Different Unit Trusts can have different investment goals and different ways of trying to meet them.

  • To secure income or growth.
  • To invest in large corporations or small companies.
  • To invest in certain geographical regions, for example the Far East or just in the UK.

M&G were responsible for launching the first-ever Unit Trust way back in 1931. Since then the industry has blossomed into £3 trillion invested in over 2,000 funds covering 30 different sectors.

Open Ended Investment Companies

Open Ended Investment Companies (or OEICs, as they are known) are a hybrid product. They are a cross between Investment Trusts and Unit Trusts. As such, they are companies that issue shares, which are traded on the London Stock Exchange.

The money they raise is invested in other companies. Unlike pure Investment Trusts, OEICs are open-ended. In practice what this means is that when demand is high their managers issue more shares. Again, OEICs differ from Investment Trusts, as unlike Investment Trusts, the share price is pre-determined and not subject to a rise when demand rises. The share price of OEICs is based on the underlying assets within the fund.

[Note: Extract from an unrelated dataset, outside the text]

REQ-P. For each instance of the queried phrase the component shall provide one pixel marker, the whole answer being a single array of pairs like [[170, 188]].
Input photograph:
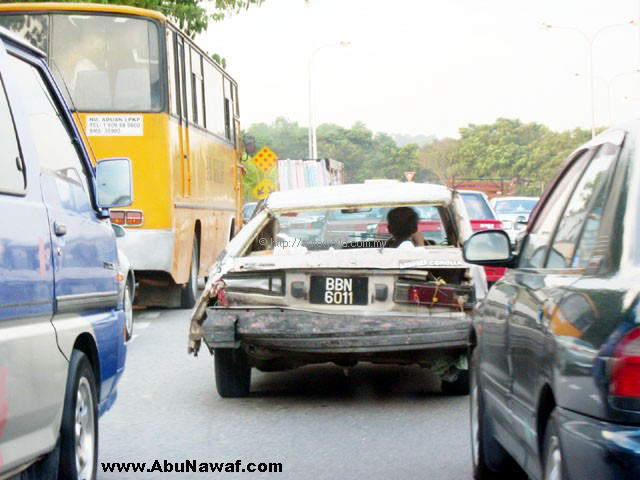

A key difference from Unit Trusts is that there is not a bid to offer spread. This means that the price generally remains the same whether buying or selling. OEIC’s have been around for a while in mainland Europe, but are relative newcomers to the UK, only being launched in 1997.

Tax treatment of OEICs is governed by the Authorised Investment Funds (Tax) regulations 2006 (SI2006/964) which came into effect on April 1st, 2006. OEICs are a class of authorised investment fund (AIF) as defined by the regulations; authorised unit trusts (AUTs) are another.

Generally speaking, gains from OEICs are not subject to corporation tax.However, income gains in the hands of investors are liable to tax. In addition, shares in an OIEC, as with Unit Trusts, are treated in the same manner as other shares. This means that the provisions of the Tax Acts and TGGA 1992, which apply to companies, but not to authorised unit trusts, for instance, rules for group relief, do not apply in the case of OEICs.

Investment Bonds

The main ambition of Investment Bonds is to generate capital growth in the medium to long terms. But equally, they can be used to provide an income. Investors pay a lump sum to an insurance company, which is invested until they cash it in or die. Often, there’s a charge if the bond is cashed in during its early life.

Investment Bonds include an element of life insurance. This means that on death, they pay out a higher figure than the value of the investment.

However, there is the chance that the value of an Investment Bond may go down as well as up. Generally speaking though they perform better than savings accounts. And some bonds offer a guarantee, but in return, charges are higher.

What about tax?

Growth from Investment Bonds is subject to income tax. This is collected automatically throughout the life of the bond. Depending on your circumstances, the following will happen.

If you are a non-taxpayer, you will not pay income tax, but neither can you reclaim it.

If you pay tax at the basic rate, you shouldn’t have to pay any further tax.

If you are a higher rate taxpayer (or approaching the threshold to become one) and you withdraw more than five per cent of your original investment in a tax year, or you are in profit when you cash in the bond, you may be asked to pay more tax.

Based on your circumstances the tax payable on Investment Bonds may be higher than other investments such as Unit Trusts. However, there are other advantages to Investment Bonds that may appeal to you.

It’s possible that the policy may provide income that is tax-deferred; or you may wish to set up the investment within a trust as an integral part of inheritance tax planning. If neither of these possibilities is of interest to you, you may be better off investing elsewhere, in a product with less liability to tax.

Offshore Investment Funds

As these bonds are held offshore, investments within the bond grow free of both capital gains and income tax. However, you may be liable to tax when you cash in benefits from the bond.